Many funds that originally did not carry loads also are adding them.
And numerous index funds, known for their low costs because they basically track the performance of a specific market, have sales charges of 5 percent or more, although their returns underperform Vanguard's 500 Index Fund, which carries no load at all.
Investor confusion over loads has prompted new guidelines in the industry to promote disclosure of potential conflicts of interest as more mutual fund companies pay advisers to steer customers their way.
Loads, which are charged by mutual fund firms, primarily are used to pay brokers and planners for sales of their products. Many planners also rely on them as compensation from investors who seek their investment advice.
"This is the struggle between getting help from a professional sales person rather than a professional adviser," said Paul Merriman, publisher of FundAdvice.com.
"It would be unfair to say that everybody who takes a commission is a sales person.
"But the problem is that it's hard to know the difference," he said. "What gets people in trouble are sales people."
The new measures from the Certified Financial Planner Board of Standards, which took effect Jan. 1, require planners to inform investors of their right to ask about the professional's compensation arrangement whether in dollar amount, percentage or range of either.
Rick Adkins, chairman of the CFP board, said the rules were prompted in part by investor complaints about sales commissions.
In recent years, he said, many investors were steered toward classes of funds that charge a commission in smaller amounts over several years rather than upfront, leading them to mistakenly believe they were purchasing a no-load fund.
"There was more potential for confusion and misunderstanding," said Mr.

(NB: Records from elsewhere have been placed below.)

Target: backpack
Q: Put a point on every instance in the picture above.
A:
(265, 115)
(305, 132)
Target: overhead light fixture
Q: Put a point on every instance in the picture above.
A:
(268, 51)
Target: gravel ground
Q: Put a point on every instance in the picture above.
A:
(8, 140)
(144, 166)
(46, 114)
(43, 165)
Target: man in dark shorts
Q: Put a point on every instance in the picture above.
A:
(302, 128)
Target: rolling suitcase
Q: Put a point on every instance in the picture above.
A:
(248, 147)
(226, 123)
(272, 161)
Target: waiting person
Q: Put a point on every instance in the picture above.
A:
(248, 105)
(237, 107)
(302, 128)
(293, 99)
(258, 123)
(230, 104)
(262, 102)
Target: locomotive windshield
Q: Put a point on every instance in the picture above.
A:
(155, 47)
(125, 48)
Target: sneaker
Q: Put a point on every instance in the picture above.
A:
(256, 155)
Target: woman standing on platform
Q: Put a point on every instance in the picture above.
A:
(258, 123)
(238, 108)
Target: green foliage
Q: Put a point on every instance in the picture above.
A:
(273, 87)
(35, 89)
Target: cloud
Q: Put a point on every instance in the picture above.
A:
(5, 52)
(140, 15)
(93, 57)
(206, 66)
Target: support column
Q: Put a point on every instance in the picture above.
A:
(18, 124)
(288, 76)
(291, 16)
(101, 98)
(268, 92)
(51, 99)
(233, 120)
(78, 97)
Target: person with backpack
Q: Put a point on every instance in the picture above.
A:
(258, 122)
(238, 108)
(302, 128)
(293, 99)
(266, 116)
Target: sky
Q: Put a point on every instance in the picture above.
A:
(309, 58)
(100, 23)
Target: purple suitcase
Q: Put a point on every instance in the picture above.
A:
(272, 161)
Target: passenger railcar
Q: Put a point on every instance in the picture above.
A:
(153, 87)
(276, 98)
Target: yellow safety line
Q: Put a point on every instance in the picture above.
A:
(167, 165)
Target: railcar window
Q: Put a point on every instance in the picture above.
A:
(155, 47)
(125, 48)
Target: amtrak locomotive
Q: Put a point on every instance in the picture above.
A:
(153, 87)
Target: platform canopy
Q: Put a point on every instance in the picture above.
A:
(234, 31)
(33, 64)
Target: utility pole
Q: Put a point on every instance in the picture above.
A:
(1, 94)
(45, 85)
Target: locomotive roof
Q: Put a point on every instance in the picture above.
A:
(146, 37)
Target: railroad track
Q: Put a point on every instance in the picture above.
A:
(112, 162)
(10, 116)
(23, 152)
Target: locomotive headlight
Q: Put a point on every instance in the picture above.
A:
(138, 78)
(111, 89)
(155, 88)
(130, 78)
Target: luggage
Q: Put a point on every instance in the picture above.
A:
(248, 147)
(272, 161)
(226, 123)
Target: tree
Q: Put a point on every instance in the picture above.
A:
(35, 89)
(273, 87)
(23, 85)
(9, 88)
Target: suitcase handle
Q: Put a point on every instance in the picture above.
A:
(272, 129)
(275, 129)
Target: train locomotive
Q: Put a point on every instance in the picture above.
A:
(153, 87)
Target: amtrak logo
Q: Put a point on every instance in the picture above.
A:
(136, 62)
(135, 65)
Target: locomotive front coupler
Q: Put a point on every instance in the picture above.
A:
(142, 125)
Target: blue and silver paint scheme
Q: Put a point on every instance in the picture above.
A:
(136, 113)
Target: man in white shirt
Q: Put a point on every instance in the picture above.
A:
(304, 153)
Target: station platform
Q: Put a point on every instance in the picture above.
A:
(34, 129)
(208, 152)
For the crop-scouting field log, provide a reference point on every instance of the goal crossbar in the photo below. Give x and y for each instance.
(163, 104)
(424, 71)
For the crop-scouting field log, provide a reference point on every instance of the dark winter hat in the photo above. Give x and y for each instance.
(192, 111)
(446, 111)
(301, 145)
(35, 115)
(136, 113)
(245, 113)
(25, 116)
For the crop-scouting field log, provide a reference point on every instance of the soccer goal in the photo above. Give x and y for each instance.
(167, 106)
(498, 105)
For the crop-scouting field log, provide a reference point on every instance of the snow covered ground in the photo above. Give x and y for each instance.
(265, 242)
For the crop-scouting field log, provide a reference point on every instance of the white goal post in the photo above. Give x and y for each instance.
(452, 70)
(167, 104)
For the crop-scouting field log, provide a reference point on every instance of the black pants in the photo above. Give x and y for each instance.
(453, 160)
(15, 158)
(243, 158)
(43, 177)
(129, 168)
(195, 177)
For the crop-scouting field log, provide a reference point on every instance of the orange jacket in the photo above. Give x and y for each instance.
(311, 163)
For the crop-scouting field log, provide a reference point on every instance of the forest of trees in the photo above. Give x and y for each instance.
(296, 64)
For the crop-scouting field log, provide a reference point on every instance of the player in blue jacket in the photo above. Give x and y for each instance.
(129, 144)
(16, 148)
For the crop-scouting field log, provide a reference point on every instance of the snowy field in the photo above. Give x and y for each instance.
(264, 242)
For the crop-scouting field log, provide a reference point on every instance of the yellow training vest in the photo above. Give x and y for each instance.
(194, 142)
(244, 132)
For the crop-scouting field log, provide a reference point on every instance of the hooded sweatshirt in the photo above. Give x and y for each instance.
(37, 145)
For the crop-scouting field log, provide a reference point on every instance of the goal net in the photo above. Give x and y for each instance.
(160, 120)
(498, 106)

Adkins, a certified financial planner in Little Rock, Ark.
"We were trying to create more clarity for consumers, so they can evaluate any potential conflicts of interest."

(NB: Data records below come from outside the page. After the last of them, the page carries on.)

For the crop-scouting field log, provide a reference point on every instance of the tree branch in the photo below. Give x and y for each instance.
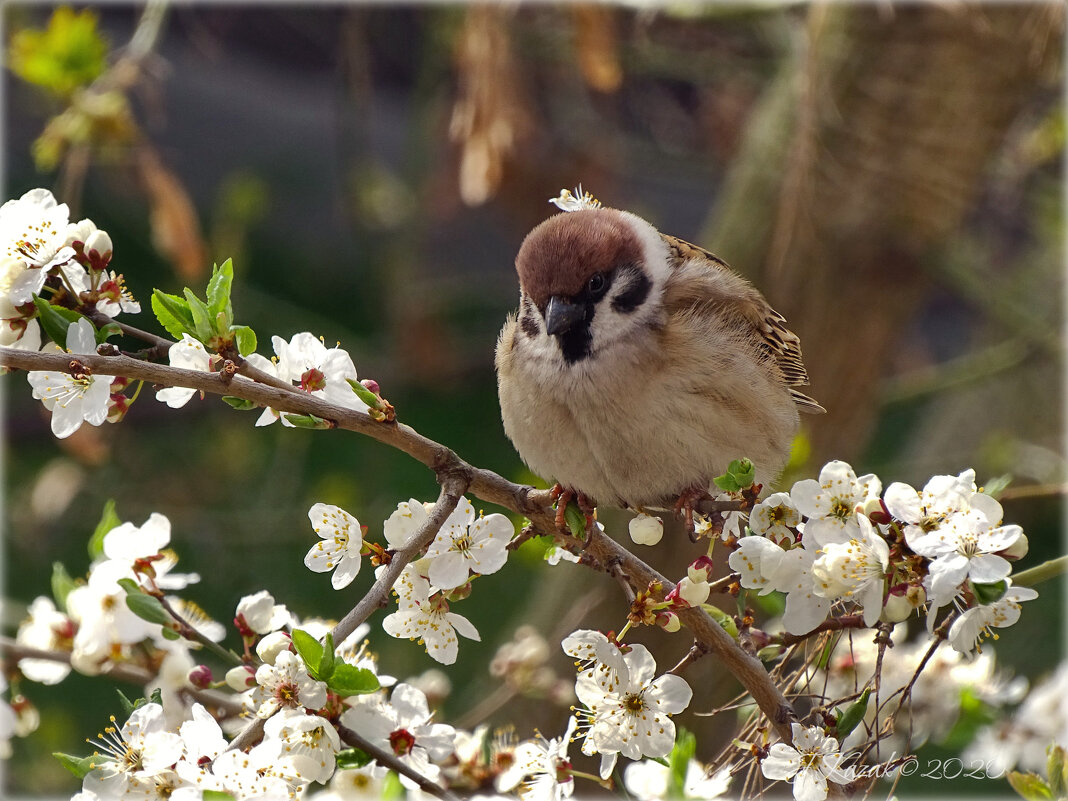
(484, 484)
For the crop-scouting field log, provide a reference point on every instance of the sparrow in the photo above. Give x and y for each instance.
(639, 365)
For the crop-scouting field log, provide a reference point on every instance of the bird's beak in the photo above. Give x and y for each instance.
(561, 315)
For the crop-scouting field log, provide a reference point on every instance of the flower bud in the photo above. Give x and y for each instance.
(1017, 550)
(669, 621)
(240, 678)
(876, 511)
(701, 569)
(694, 593)
(900, 605)
(271, 645)
(646, 530)
(201, 676)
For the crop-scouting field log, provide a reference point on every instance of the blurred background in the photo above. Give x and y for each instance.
(890, 176)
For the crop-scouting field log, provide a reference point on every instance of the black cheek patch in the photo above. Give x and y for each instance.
(634, 295)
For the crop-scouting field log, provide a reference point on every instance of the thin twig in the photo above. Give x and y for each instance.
(390, 760)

The questions come as the General Accounting Office, Congress' investigative arm, examines whether fund firms might be charging unnecessary fees, leading to greater losses for investors already hurting in a three-year bear market.
A congressional panel has asked for completion of the report by April 15.
The shift toward more funds charging loads also is a contrast to the 1990s, when no-load funds flooded the market with the promise of an easy, inexpensive way to reap gains from the then-bull market.
Today, the average load has edged up to 3.82 percent, according to Morningstar, and Scudder Income, one of the first no-load funds created, now charges a 4.5 percent initial fee.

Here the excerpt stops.